One Mayo Clinic researcher is trying to understand the flu by looking at humidity levels.
Tyler Koep is monitoring humidity levels in schools to see if this has an impact on the virus' survival.
"The idea is that higher humidity might protect us from the flu. So, that might be an option we can use in the future to limit the spread of flu among people." Koep's experiment called for placing more than 30 humidity censors around Lincoln Elementary and Kellogg Middle Schools in Rochester, Minnesota.
With the help of students and science, Koep tracked and manipulated humidity levels throughout the building for two years..
"I think the cool thing is, they get to see themselves working with a scientist like Tyler and they can identify with Tyler," Science Teacher Corey Dornack said. "And I think they can see that maybe one day they can do the same type of stuff because they're a lot like they are."

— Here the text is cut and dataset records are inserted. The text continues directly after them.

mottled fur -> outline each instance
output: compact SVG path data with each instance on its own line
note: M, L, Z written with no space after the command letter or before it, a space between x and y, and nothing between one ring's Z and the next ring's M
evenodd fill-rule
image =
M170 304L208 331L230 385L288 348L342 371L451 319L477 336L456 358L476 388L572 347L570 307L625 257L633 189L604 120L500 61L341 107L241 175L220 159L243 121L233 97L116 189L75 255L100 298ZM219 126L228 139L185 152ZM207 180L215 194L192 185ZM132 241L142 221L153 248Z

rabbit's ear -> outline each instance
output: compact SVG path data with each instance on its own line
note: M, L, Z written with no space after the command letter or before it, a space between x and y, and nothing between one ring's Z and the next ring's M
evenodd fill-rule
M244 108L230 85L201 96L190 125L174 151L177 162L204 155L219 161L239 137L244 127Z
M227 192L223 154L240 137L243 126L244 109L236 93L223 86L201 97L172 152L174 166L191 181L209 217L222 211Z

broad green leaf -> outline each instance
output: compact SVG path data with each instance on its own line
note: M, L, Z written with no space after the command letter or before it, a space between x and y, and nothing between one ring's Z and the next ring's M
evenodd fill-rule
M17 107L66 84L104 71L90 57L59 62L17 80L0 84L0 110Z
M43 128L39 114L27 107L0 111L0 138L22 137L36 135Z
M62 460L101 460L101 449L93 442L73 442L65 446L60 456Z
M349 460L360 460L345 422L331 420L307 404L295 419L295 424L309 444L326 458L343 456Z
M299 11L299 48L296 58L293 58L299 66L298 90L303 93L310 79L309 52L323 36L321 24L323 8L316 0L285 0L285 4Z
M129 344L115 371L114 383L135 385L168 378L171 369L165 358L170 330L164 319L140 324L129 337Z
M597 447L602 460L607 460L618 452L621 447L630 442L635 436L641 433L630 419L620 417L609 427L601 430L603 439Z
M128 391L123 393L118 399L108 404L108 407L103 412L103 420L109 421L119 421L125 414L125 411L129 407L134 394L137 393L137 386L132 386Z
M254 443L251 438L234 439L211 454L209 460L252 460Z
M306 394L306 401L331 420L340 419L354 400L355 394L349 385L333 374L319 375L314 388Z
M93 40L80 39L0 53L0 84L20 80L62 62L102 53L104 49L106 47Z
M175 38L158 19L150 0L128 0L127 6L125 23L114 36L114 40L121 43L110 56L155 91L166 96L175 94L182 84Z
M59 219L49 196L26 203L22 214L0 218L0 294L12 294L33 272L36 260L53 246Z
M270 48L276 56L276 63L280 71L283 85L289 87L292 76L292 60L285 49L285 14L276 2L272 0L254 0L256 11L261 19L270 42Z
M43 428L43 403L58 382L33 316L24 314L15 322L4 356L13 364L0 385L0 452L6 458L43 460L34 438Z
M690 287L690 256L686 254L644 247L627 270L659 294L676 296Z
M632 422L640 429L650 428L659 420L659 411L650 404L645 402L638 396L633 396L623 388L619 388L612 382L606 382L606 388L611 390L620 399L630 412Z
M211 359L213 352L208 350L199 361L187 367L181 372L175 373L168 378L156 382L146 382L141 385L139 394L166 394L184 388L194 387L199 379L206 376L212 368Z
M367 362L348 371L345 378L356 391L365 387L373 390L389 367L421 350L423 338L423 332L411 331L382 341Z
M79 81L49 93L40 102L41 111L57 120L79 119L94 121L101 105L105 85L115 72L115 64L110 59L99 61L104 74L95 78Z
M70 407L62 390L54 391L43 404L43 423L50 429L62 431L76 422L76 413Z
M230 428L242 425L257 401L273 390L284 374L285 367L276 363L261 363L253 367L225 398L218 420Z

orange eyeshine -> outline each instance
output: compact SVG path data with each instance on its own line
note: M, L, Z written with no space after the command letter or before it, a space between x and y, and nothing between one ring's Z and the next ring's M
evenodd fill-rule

The results of the experiment might have a positive effect on school attendance. "If we can find a way to lower the number of students with the flu by either humidity levels or other ideas, we're always willing to look at that. So, I think this study is very interesting," Koep said.
Koep still has a lot of data to collect and analyze. His busiest time being right now during winter, but according to the school's principal, Lincoln Elementary has seen a decrease in students out due to influenza.
Whether or not that has to do with the changing humidity levels, we have yet to see.